Le leggi permissive in diversi stati, come Irlanda e Bermuda, forniscono benefici “complementari” alle aziende che consentono il trasferimento facile, e spesso legale, di ingenti somme di denaro. Il film mostra come le multinazionali utilizzino scappatoie nelle leggi per trasferire flussi di entrate in paesi che sono geograficamente distanti dalle loro attività e sono paradisi fiscali.

Ecco come un’azienda come Apple è riuscita a evadere 250 miliardi di dollari di profitti dal fisco in pochi anni.

Le liste elastiche dei Paesi inadempienti, da cui ogni tre mesi vengono tolti o aggiunti nomi, la totale assenza di sanzioni da parte delle “autorità” incaricate di redigerle, le pratiche dei paradisi fiscali che offrono ai ricchi la possibilità di cambiare Paese per evitare guai, sono tutte chiare dimostrazioni illustrate nel film.

Grazie al lavoro instancabile di giornalisti come Fabrice Arfi di Mediapart, ma anche di altri reporter, vediamo che i Paesi offrono ai ricchi la possibilità di acquistare rapidamente un passaporto o addirittura di cambiare nome!

Alcuni leader di governo che portano speranza

Il documentario fa sorridere, a volte amaramente, e porta anche qualche barlume di speranza, anche solo attraverso la lucidità di alcuni leader di governo.

Una di loro, la rappresentante eletta britannica Margaret Hodge, deplora nella sua testimonianza il fatto che un mediatore come lo studio Mossack Fonseca la faccia franca quando uno dei suoi clienti viene multato per evasione fiscale.

Hodge si lamenta che i sostenitori della frode aziendale rispondano che i legislatori sono responsabili dell’evasione fiscale “perché scrivono le leggi. Ma i governi non parlano con i sostenitori dell’equità fiscale quando scrivono le leggi”.

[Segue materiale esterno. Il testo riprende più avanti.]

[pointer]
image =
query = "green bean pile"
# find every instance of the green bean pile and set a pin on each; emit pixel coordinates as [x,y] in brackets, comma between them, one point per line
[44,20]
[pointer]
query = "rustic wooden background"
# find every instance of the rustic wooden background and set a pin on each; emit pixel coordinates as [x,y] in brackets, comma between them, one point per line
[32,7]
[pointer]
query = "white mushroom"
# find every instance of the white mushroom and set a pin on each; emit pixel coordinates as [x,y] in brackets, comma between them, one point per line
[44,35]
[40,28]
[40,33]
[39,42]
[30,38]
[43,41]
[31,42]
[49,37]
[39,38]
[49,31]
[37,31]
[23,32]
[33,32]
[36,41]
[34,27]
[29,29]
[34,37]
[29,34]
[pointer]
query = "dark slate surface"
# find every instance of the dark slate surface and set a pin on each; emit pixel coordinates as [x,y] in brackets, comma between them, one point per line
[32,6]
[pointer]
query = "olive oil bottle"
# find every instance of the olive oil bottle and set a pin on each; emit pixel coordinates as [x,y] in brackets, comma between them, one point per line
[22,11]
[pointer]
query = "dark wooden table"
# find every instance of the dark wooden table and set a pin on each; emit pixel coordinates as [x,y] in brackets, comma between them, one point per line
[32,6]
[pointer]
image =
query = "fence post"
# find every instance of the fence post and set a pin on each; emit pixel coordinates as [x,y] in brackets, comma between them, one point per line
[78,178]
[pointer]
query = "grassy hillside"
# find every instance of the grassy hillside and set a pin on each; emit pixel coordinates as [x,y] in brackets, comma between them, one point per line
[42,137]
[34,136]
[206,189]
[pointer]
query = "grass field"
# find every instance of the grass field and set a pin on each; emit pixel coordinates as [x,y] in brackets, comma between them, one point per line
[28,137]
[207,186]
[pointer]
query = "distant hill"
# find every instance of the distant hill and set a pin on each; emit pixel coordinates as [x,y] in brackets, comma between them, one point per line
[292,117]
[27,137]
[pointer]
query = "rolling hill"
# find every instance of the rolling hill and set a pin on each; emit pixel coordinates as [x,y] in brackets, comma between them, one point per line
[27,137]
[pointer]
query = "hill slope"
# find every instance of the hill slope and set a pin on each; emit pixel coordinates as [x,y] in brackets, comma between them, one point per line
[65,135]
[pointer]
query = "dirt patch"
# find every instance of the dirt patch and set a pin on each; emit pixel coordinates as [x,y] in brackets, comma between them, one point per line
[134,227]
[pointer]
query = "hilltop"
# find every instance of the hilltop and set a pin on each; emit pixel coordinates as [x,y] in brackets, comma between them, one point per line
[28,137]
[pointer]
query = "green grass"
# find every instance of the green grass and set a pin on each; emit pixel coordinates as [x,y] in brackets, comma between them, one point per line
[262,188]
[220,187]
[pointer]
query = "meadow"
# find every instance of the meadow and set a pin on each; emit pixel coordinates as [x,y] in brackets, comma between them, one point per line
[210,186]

Nello stesso filone, Alain Deneault sottolinea che l’attuale sistema fiscale, largamente influenzato dalle esigenze delle multinazionali, “crea una distorsione della concorrenza” perché “le PMI pagano una quota maggiore di tasse rispetto ai giganti”.

Sul tema della legalità del sistema fiscale, il filosofo denuncia la percezione che “la legge è la volontà degli dei, (perché) è trascendente. Ma questa legge è votata”.

Sulla stessa linea, Yannick Kergoat sostiene nel film che “nulla cambierà finché i funzionari eletti dipenderanno dai ricchi”.

Scambi con il pubblico

Dopo la proiezione, Alain Deneault ha avuto una lunga discussione con il pubblico di Gaspé. A Catherine Cyr-Wright, che gli ha chiesto “come possiamo cambiare questa cultura”, il filosofo ha dedicato qualche minuto per sottolineare che un punto regolarmente trascurato dal cittadino finanziariamente privilegiato che ritiene legittimo non pagare le tasse, “è che deve le sue possibilità di arricchimento alle infrastrutture pubbliche”.

Mettendo nello stesso sacco Elon Musk, i Desmarais, la famiglia Irving e Jeff Bezos di Amazon, il signor Deneault ha insistito sulla necessità di enfatizzare gli acquisti locali.

“Se compri un libro nella tua libreria locale, i soldi restano qui. Se lo compri su Amazon, i tuoi soldi vanno alle Bermuda. Almeno abbiamo un po’ di margine di manovra”, riassume.

A Danielle Cyr, che constata che Yannick Kergoat non ha parlato del ruolo degli azionisti delle multinazionali nell’intera questione fiscale, e che si chiede “a partire da quale età” questa educazione dovrebbe iniziare, anche Alain Deneault ha risposto sulla base di una premessa piuttosto densa.

“Ho tenuto corsi ad Haiti per persone analfabete nel 2009, e loro hanno capito tutto perché sperimentano sulla loro pelle le ingiustizie (derivanti dall’evasione fiscale). Pochi giorni dopo, a Montreal, con persone dell’istruzione superiore, ho avuto grandi difficoltà a fargli capire le stesse realtà. Questo avviene attraverso i corsi? Non ne sono sicuro”, dice.

Alain Deneault ritiene che il crollo del sistema capitalista, nonostante la formidabile accumulazione di ricchezza da parte dei suoi difensori, sia già iniziato e che la salvezza risieda in “una prospettiva bio-regionale. Dobbiamo prepararci al “dopo”, organizzare la vita su scala regionale”.

Il suo prossimo libro, Fallo! L’impegno politico nell’era dell’inascoltatoche sarà pubblicato il 3 ottobre, risponderà, tra le altre cose, alla domanda “Cosa fare?” nel contesto attuale.